Participant and fan travel is a logistical reality of any large-scale event, that Vince believes can only be addressed from first principles. “From an environmental point of view, 75 per cent of the carbon footprint of all stadia in their entire lifetime comes from the materials they’re made from. It’s not about the energy used to run them, it’s embedded on day one.”
With this in mind, Dale has set out with world-renowned architectural practice Zaha Hadid to create: EcoPark. The premises will be almost entirely built from timber, with considerations for fan movement and travel logistics. I look forward to visiting this stadium one day as a “Green Devil”!
Dale is now helping other clubs implement his FGR blueprint as part of the EFL Green Club Scheme. On the podcast, he made a very interesting comment about his thoughts during the meetings in October:
“It’s pretty convenient actually that I’m here today talking to these clubs about sustainability in football and we’re sat top of the league; because if we were in a relegation battle, the clubs will be going yeah that’s all very well but when you took your eye off the football, look what happened. So, it helps!”
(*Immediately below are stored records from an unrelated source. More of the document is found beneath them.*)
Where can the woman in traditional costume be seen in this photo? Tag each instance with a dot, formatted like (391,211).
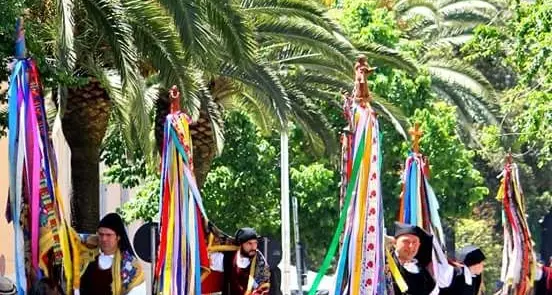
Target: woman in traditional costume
(467,278)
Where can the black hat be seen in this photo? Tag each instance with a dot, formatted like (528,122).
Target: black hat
(7,287)
(470,255)
(426,241)
(115,223)
(245,234)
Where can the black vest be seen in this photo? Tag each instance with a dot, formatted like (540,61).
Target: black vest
(421,283)
(96,281)
(458,285)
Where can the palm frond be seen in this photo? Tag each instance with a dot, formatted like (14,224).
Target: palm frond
(215,116)
(110,20)
(405,5)
(195,33)
(468,104)
(473,10)
(234,30)
(265,84)
(392,113)
(326,81)
(258,113)
(462,75)
(159,43)
(304,9)
(304,34)
(66,48)
(409,9)
(313,123)
(130,114)
(466,121)
(384,56)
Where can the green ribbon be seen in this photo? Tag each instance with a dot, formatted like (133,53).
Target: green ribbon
(335,240)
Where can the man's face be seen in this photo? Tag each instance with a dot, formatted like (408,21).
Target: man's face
(109,240)
(477,269)
(407,247)
(249,248)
And this is the crux of what I call “Competitive Sustainability”, or the alignment of conditions for competition and conservation. Jurgen Klopp says Liverpool’s head of nutrition Mona Nemmer was “one of my most important signings”, and though I myself am not vegan, agree that a healthy food system aligns with both personal and planetary goals. Dale Vince’s vision of the future is quite extraordinary, and I look forward to the impact his current efforts at COP26 will have on the future of sports.